A spokeswoman for Public Expenditure Minister Brendan Howlin said: "It relates to all ministers and ministers of state, excluding the Taoiseach, Tanaiste and the Minister for Justice. They don't make any claims, so there's no reduction."
Previously, all cabinet ministers had a state car and two garda drivers. Since the system was introduced last year, the annual cost has dropped by €4m.
The biggest saving has been in wages -- two civilian drivers can be hired for each minister at an annual cost of €70,000, whereas the cost of two garda drivers would be around €154,000.
And former Taoisigh no longer get state cars.
The gardai have also sold off 17 former ministerial cars this year but their mileage appears to have affected the price -- the total raised was just €44,448.
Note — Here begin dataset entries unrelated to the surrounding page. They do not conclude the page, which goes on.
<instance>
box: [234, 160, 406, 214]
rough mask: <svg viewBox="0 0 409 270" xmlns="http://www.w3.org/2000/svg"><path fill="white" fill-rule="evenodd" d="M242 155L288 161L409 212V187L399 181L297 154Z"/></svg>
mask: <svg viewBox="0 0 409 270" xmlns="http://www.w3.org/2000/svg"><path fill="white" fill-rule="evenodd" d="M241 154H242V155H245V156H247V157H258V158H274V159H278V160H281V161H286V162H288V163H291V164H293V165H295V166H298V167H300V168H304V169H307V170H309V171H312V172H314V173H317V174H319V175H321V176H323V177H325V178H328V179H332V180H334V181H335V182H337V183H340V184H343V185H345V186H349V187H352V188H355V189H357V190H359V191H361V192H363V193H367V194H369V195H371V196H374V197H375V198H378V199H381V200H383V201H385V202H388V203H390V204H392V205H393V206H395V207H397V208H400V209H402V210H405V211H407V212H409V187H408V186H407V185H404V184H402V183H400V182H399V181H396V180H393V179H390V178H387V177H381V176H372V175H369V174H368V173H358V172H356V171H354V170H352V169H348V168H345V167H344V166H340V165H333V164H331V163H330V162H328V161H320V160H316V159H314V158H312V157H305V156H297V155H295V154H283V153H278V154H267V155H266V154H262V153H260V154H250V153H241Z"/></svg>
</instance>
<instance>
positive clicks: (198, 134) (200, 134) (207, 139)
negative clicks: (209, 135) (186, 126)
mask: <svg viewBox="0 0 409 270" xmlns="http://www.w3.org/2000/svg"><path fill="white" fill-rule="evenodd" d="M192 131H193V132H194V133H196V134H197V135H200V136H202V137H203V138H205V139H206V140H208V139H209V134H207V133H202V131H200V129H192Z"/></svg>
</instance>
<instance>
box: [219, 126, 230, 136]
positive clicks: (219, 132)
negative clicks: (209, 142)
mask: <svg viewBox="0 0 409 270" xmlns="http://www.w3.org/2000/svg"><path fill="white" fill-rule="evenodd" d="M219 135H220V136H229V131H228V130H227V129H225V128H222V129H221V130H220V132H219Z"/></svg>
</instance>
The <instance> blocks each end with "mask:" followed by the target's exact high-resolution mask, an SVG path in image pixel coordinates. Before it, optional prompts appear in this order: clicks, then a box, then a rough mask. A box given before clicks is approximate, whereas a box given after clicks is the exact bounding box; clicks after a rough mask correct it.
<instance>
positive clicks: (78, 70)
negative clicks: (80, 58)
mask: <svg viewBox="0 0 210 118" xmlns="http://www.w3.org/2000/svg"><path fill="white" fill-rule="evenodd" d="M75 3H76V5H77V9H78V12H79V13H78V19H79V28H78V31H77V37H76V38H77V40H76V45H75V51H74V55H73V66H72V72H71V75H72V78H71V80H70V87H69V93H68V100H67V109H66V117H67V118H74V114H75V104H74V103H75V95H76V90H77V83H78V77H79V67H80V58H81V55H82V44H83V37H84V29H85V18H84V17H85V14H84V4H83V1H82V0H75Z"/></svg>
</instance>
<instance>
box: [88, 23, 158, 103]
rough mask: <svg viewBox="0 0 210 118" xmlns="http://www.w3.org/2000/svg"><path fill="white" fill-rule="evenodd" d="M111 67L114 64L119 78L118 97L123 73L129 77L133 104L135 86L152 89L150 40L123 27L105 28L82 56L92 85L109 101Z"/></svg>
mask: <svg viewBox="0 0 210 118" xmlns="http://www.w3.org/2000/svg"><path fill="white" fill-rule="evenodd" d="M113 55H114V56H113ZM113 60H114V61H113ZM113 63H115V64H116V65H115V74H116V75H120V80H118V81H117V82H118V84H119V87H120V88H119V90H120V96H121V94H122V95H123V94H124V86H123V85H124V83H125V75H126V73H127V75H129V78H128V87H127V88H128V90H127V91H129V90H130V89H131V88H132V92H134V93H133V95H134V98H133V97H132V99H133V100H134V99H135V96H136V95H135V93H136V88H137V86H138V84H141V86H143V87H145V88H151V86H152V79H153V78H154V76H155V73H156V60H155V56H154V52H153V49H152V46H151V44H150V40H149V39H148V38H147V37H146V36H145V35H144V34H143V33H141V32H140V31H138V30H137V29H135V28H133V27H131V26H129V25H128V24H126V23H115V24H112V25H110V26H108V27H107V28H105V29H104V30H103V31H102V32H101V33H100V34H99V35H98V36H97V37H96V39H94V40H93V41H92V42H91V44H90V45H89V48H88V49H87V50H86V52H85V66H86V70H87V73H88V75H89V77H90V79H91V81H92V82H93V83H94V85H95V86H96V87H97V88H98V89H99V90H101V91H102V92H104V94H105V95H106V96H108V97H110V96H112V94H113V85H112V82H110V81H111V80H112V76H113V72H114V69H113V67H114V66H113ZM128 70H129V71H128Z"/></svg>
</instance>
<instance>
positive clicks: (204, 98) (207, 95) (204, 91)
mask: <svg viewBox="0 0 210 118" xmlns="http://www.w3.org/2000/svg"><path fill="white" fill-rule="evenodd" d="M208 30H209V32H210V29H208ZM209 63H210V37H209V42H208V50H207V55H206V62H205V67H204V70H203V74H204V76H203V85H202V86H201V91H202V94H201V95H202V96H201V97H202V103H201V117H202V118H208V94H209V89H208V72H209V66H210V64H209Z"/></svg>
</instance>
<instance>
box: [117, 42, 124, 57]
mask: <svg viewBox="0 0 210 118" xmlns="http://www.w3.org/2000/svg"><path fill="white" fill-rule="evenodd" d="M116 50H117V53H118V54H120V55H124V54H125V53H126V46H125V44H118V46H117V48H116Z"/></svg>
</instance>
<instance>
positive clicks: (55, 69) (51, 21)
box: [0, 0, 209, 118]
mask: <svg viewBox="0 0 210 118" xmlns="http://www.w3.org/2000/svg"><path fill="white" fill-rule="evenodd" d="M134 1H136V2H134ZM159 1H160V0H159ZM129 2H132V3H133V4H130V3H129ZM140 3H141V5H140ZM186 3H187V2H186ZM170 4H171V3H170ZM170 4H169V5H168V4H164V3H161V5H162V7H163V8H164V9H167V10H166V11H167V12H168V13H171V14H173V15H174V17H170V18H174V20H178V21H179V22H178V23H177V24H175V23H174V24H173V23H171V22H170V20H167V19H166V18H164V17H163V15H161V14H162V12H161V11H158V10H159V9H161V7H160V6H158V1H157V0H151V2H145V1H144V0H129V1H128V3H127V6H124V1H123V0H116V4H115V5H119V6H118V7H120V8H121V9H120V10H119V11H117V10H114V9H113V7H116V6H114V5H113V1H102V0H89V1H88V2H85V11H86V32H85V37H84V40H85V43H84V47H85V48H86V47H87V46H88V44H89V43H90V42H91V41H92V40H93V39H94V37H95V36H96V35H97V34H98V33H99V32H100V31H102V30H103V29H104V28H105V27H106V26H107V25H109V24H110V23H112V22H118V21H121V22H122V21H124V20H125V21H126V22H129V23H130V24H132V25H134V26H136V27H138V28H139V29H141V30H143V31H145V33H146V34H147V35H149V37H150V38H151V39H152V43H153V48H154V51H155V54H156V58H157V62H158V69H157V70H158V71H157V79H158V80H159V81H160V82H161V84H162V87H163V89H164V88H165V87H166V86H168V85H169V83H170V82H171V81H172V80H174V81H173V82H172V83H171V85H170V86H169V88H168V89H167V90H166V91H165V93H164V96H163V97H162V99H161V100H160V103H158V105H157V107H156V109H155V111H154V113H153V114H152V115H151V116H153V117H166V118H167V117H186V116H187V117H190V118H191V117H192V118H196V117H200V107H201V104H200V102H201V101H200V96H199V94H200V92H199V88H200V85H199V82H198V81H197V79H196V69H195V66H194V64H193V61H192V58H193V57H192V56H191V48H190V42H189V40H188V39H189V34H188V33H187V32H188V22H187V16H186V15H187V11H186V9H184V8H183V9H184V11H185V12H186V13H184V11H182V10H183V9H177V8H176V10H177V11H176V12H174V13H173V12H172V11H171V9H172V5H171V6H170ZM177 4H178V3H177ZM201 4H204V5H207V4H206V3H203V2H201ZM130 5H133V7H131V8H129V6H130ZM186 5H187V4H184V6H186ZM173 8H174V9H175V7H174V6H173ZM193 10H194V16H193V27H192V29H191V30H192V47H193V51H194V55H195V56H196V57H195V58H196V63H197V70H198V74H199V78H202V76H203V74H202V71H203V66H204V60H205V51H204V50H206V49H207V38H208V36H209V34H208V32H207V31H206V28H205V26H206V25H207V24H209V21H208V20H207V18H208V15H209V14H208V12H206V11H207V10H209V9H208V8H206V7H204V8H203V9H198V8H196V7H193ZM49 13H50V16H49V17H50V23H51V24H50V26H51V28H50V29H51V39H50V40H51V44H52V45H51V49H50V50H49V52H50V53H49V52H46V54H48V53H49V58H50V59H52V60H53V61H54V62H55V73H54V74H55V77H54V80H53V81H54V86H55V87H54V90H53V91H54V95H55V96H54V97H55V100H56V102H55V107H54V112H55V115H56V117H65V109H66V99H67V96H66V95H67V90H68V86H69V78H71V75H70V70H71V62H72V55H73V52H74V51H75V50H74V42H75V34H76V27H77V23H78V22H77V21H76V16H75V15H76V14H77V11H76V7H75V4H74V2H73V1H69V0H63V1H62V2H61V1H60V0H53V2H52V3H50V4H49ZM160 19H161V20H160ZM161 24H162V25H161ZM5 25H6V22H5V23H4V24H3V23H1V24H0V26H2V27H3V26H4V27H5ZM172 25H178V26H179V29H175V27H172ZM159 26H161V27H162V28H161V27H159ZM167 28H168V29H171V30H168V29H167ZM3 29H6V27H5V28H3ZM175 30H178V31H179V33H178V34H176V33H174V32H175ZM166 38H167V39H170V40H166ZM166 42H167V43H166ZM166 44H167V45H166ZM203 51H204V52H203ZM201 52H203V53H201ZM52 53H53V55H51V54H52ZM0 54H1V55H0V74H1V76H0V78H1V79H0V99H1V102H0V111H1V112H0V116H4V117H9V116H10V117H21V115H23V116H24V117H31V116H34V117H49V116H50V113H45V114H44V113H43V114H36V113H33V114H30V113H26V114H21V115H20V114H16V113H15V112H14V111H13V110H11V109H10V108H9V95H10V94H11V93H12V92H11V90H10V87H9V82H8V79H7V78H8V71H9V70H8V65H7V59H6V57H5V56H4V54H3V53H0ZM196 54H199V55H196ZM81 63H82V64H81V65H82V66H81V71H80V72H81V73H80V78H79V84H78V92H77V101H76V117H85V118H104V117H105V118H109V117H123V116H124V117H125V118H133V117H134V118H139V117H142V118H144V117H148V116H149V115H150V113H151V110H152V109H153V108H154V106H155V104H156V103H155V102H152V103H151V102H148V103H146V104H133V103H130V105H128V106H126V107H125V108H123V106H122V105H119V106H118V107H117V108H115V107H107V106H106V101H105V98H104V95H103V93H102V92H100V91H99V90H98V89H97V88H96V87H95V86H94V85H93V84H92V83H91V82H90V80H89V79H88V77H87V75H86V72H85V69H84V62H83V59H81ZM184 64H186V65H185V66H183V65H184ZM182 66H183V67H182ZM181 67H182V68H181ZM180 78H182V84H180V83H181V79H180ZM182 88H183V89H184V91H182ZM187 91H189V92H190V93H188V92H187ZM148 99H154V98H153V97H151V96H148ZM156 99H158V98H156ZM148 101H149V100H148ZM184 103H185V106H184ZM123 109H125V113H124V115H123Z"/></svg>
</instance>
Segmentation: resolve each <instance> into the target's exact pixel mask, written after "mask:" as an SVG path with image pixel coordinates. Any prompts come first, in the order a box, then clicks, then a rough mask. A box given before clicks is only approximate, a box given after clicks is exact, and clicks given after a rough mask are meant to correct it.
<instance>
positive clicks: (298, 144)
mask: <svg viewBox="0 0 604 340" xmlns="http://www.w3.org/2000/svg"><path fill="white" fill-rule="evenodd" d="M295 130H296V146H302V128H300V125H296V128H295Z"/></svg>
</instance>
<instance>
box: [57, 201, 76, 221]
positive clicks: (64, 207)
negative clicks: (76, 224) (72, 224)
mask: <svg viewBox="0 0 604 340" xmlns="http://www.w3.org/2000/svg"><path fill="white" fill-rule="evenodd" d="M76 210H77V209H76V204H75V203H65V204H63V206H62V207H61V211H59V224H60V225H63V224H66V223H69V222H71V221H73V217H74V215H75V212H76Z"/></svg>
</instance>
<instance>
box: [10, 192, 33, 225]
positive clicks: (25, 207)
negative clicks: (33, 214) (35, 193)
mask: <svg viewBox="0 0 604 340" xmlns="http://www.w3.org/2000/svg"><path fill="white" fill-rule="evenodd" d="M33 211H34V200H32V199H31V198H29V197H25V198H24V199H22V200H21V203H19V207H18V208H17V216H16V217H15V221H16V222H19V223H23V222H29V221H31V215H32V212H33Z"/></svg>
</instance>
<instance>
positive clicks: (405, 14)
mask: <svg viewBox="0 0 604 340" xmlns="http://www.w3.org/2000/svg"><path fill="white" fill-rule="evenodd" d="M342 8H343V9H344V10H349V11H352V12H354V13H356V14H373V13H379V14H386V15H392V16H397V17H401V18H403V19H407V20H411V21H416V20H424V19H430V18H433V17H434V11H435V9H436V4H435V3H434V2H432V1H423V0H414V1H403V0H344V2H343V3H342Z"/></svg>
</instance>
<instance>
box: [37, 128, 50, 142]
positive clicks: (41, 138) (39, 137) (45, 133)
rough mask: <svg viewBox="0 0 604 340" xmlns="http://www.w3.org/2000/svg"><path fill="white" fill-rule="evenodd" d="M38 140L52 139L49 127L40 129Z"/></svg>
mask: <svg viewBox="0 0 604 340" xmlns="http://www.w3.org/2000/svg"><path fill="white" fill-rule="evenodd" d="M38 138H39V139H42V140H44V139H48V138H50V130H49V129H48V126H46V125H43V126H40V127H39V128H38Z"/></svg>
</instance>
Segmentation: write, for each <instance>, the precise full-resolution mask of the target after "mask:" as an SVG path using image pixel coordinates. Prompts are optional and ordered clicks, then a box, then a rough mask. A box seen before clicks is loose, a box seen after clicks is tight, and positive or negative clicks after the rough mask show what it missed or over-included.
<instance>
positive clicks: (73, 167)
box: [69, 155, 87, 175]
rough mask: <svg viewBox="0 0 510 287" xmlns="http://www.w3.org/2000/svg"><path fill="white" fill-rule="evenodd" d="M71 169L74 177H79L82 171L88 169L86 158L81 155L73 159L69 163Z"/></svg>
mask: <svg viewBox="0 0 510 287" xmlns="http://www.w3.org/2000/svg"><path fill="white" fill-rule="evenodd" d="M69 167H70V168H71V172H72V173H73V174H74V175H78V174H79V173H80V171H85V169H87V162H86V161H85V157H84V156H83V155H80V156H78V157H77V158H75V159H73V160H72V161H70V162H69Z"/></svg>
Under the new measure, which kicks in on September 1, ministers will have to calculate their mileage bill and deduct 10pc from the total.
Public Expenditure Minister Brendan Howlin claimed €12,991 for mileage between May last year and March this year. And it would have cost Education Minister Ruairi Quinn €1,574 out of his claim of €15,745 for the same period.
Mr Quinn was at the centre of controversy earlier this year over his mileage claims to Roundstone in Galway, where he has a holiday home.
However, he insisted that he often had to interrupt his holidays to attend official functions and undertake government business.